Caribbean Borderlands during the Long 19th Century: Geographic Mobility, Social Experiments, and Radicalism on the Fringes of Empire and Nation-States

AHA Session 8
Conference on Latin American History 1
Thursday, January 7, 2016: 1:00 PM-3:00 PM
Room A601 (Atlanta Marriott Marquis, Atrium Level)
Chair:
Rashauna Johnson, Dartmouth College
Comment:
Lara E. Putnam, University of Pittsburgh

Session Abstract

Long a site of contested sovereignties, jurisdictional disputes, and of congregating "motley crews," the borderlands of the Greater Caribbean underwent fundamental geopolitical remapping and economic refashioning during the long nineteenth century. The shrinking French and British imperial presence, a protracted and piecemeal dismantling of the institution slavery, and a shifting relationship between investment, empire, and labor prompted new and unprecedented population movements and new patterns of social mixing in this region. From Jacmel to Limón, from Santiago de los Caballeros to Santiago de Cuba, or from Darién to Okeelenta, heterogeneous multilingual populations, whom state or colonial authorities often deemed suspect on account of divided loyalties, crossed paths on plantations, on the docks, and in the antechambers of prominent radical figures. 
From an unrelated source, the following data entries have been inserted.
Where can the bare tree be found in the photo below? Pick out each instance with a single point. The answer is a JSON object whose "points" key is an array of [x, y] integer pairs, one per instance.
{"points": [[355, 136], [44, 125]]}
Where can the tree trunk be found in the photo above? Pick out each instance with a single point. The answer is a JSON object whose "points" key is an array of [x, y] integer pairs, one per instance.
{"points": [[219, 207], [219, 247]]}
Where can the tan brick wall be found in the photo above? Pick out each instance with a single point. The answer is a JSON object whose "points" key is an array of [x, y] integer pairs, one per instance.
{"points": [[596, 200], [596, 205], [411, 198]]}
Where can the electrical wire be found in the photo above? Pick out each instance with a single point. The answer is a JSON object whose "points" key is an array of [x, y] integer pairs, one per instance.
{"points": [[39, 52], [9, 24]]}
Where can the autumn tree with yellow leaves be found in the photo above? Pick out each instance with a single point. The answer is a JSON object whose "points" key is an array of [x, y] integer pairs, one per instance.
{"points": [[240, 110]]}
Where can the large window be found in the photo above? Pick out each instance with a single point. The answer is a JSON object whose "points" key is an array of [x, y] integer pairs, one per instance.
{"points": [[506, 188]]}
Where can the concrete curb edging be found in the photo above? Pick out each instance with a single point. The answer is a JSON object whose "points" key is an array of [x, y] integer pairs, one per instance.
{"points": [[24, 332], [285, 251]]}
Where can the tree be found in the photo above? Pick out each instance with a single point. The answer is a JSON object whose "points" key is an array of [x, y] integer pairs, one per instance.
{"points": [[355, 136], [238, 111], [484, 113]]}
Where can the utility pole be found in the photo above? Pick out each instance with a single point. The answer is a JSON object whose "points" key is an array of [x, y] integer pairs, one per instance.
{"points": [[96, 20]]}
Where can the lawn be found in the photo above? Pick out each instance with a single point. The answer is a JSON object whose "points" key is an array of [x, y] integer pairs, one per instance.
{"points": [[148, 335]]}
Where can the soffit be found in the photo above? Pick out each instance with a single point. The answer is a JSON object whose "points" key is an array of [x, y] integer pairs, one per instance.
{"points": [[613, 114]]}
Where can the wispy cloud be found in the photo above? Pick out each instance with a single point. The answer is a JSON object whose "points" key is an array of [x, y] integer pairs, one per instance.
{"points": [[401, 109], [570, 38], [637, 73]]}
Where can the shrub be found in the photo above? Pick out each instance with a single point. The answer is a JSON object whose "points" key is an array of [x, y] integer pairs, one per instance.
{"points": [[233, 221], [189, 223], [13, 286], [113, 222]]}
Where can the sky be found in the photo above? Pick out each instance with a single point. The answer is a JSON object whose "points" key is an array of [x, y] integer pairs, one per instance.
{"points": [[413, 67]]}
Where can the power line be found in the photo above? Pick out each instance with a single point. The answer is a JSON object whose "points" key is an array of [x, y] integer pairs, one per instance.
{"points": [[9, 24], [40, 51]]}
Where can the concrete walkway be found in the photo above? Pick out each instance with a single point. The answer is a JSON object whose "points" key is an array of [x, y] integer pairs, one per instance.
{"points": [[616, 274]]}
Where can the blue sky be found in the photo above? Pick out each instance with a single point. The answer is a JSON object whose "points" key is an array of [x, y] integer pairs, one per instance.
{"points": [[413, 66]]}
This panel engages the 2016 AHA theme through critical analyses of vernacular and elite political geographies that emerged out of fringe spaces of encounter in the Greater Caribbean. Both Sophie Hunt and Rashauna Johnson look at the conflicts at the heart of elite efforts to transform socially diverse hubs belonging to wider cross-imperial/national networks into economically productive and politically subdued regions. Sophie Hunt shows how policy-makers in the U.S. and Mexico imported models of social control developed in the Caribbean sugar plantation belts to borderlands, such as Florida and the Yucatán, in an effort at greater centralization and agricultural extraction. Rashauna Johnson critically interrogates the meaning of “borderland” by showing how the social heterogeneity and multilingualism that we associate with the Gulf’s and the Caribbean’s port cities extended into Louisiana’s interior in the antebellum period. The geographic mobility of free and enslaved people here, while extending their networks of communication into the Atlantic world, was also a source of local conflict and contention over the future of slavery.

Edgardo Pérez-Morales and Adriana Chira approach borderlands as spaces for creative political radicalism. Pérez-Morales explores notions of citizenship that Colombian independence insurgents developed in collaboration with Cuban liberals in Cuba’s Puerto Príncipe during the 1820s; he argues that such visions approached citizenship as a process rather than as an end. Chira’s paper examines shifting patterns of slave ownership among free people of color in Santiago de Cuba and suggests that everyday economic practices, such as ownership, and the conflicts thereof were the foundation of vernacular political cultures that informed the Cuban War of Independence beginning with 1868.

As a whole, the papers suggest that the Greater Caribbean’s borderlands were far from being a thing of the past during the nineteenth century. They were key sites for creative experiments in social mobilization and in the making of political and economic imaginaries, of new domestic arrangements, of new visions of race, both liberatory and constraining in tenor. The panelists will draw on an extensive historiography on borderlands, race, and slavery in the Americas to shed light on the nineteenth-century Greater Caribbean’s idiosyncrasies.